Num momento em que assistimos a decisões do Governo da República que suscitam legítimas preocupações, como as recentes alterações ao subsídio social de mobilidade, torna-se ainda mais relevante ter um Presidente que compreende que a continuidade territorial não é um favor, é um direito constitucionalmente consagrado. É fundamental termos em Lisboa, alguém que sabe que a Autonomia não é uma concessão, não é um detalhe constitucional. Alguém que sabe que a Autonomia é uma conquista histórica, uma afirmação democrática e, acima de tudo, um instrumento ao serviço das pessoas.
A Autonomia mede-se na vida concreta das pessoas. Esta é uma dimensão pouco valorizada, a de que a Autonomia política só faz sentido se significar também autonomia das pessoas. Autonomia para trabalhar com dignidade. Autonomia para viver sem dependências. Autonomia económica e profissional que liberte, em vez de amarrar. Uma sociedade excessivamente dependente é uma sociedade menos livre. Por isso, combater a pobreza, reduzir desigualdades, valorizar salários, promover emprego qualificado e criar oportunidades reais de mobilidade social são dimensões centrais do projeto autonómico. Porque não tenhamos dúvidas: não há verdadeira Autonomia onde falta dignidade.

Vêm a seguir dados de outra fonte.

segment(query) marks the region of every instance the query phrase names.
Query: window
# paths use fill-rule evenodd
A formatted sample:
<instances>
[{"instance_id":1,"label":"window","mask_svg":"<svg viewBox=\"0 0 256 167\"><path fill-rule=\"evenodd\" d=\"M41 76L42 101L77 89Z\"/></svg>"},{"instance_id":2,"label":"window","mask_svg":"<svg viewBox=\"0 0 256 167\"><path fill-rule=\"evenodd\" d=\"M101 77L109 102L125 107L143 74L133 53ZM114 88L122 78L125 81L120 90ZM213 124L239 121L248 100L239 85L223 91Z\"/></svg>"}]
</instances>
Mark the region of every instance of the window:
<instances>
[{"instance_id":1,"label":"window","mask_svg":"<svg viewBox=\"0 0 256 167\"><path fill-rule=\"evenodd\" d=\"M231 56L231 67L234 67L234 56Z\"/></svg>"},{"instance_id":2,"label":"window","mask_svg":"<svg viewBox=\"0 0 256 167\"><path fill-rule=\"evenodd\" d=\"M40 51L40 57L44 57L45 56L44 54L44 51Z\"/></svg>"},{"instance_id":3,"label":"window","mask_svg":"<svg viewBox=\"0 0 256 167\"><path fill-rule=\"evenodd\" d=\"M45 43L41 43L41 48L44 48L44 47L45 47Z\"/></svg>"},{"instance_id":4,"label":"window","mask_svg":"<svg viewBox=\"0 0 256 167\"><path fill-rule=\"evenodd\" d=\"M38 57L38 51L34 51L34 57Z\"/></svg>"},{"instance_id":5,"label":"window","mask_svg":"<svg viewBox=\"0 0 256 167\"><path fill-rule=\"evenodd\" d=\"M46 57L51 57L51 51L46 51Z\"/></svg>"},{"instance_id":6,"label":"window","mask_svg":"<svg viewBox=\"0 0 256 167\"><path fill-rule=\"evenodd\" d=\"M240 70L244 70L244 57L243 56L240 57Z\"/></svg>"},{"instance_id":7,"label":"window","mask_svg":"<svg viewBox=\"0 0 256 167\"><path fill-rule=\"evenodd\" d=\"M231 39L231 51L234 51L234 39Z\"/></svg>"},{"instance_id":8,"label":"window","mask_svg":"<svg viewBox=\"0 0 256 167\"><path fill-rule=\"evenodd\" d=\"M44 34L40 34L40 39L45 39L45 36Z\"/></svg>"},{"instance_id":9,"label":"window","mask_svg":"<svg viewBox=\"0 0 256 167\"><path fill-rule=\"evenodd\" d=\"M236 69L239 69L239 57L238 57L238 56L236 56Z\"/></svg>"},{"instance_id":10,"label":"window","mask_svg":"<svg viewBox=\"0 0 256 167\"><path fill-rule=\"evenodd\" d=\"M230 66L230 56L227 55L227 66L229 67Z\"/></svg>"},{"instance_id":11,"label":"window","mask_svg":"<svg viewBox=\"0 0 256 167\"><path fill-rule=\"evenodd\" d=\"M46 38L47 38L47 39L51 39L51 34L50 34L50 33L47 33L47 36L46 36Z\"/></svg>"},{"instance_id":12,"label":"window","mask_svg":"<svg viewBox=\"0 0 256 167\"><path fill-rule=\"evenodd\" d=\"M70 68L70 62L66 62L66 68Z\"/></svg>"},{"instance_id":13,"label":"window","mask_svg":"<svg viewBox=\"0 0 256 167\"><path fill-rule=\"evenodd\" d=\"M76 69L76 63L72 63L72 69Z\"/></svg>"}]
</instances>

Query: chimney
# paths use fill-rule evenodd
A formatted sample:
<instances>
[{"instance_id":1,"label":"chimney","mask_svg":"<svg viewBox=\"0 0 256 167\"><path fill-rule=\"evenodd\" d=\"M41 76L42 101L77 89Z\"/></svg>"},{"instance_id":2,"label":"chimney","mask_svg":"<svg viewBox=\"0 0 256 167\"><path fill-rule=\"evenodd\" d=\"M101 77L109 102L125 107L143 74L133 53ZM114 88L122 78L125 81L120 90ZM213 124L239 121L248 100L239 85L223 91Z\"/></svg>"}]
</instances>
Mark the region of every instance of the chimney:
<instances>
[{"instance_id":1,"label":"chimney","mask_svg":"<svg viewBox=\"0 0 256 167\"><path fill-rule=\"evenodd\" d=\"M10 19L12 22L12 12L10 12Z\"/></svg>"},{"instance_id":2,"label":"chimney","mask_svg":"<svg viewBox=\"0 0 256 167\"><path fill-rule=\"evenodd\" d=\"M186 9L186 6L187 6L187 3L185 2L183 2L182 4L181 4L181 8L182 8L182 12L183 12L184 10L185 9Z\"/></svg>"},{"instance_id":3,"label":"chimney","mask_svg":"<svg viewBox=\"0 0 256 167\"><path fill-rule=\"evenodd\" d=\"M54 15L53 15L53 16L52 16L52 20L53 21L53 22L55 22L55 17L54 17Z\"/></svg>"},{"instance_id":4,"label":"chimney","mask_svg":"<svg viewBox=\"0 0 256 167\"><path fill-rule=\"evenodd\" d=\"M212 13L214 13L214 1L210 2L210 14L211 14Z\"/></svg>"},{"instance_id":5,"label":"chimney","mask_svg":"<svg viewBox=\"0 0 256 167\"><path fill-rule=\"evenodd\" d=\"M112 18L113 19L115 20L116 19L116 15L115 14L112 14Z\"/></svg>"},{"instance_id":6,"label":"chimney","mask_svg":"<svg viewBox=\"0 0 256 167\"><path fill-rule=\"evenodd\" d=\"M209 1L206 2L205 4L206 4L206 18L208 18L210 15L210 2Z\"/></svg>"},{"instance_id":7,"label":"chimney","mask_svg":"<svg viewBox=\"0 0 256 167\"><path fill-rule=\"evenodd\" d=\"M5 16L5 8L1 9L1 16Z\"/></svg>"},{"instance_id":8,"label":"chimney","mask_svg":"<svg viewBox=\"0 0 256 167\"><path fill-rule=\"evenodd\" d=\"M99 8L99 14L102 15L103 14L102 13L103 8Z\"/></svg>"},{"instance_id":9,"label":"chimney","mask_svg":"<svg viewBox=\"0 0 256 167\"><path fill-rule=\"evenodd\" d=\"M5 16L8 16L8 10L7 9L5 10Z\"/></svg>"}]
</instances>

Neste sentido a Autonomia só pode evoluir se for sentida pelas pessoas e não apenas pelos Partidos. Mas mais, se os Partidos não usarem a Autonomia como joguete partidário, onde se vangloriam vitórias ou se choram derrotas. Na Autonomia não há vencedores e vencidos. Há direitos a cumprir. Por isso, sempre entendi a Autonomia acima dos partidos. A Autonomia não pertence a nenhum partido. Pertence ao povo. É uma causa coletiva.
Se é verdade que muito foi conquistado, também é uma realidade que nada está definitivamente garantido. Celebrar 50 anos de Autonomia não pode, por isso, ser apenas olhar para trás. É, sobretudo, olhar para a frente e perguntar: cinquenta anos depois, o que falta fazer?
Temos de ser muito pragmáticos e ter como objetivo uma Autonomia de resultados. Uma Autonomia que resolva problemas concretos. Uma Autonomia que melhore a vida real das pessoas. Isso implica aperfeiçoar os instrumentos autonómicos e avançar onde ainda falhámos ou onde os resultados ficaram aquém do desejável.
A continuidade territorial é um desses domínios centrais. Está consagrada no artigo 124.º do Estatuto Político-Administrativo da Região Autónoma da Madeira, mas continua a ser vivida, muitas vezes, como uma incerteza pelos cidadãos. A mobilidade aérea, as ligações entre a Madeira e o Porto Santo, a acessibilidade marítima regular com o continente, são dimensões essenciais da coesão territorial.
Autonomia é sinónimo de desenvolvimento. Desenvolvimento económico, coesão social e financiamento adequado caminham juntos. Por isso, a revisão da Lei das Finanças das Regiões Autónomas é uma prioridade estrutural. Sem financiamento justo e sustentável, a Autonomia fica limitada na sua capacidade de responder aos desafios do presente e do futuro.
A aposta na educação, na diversificação da economia, no conhecimento e na inovação é determinante. A Universidade da Madeira é um polo estratégico de desenvolvimento e deve merecer uma diferenciação positiva por parte do Estado. O Centro Internacional de Negócios da Madeira é outro ativo fundamental, não apenas pelas receitas que gera, mas pelo papel que pode desempenhar na modernização e diversificação da economia regional.
Para alcançar estes desígnios, o Estado tem de entender que as Regiões Autónomas não são um encargo. São valor. Valor económico, cultural, geoestratégico e territorial. Alargam a nossa presença no Atlântico, reforçam a Zona Económica Exclusiva e projetam Portugal no mundo.
Num tempo de desafios complexos, precisamos de união, maturidade democrática e ambição coletiva. Precisamos discutir o futuro da Autonomia com seriedade, com coragem e com sentido de responsabilidade.
Nos 50 anos da Autonomia, os madeirenses sabem que podem contar com um Presidente da República que entende, respeita e defende este percurso. António José Seguro representa segurança institucional, compromisso constitucional e visão de futuro.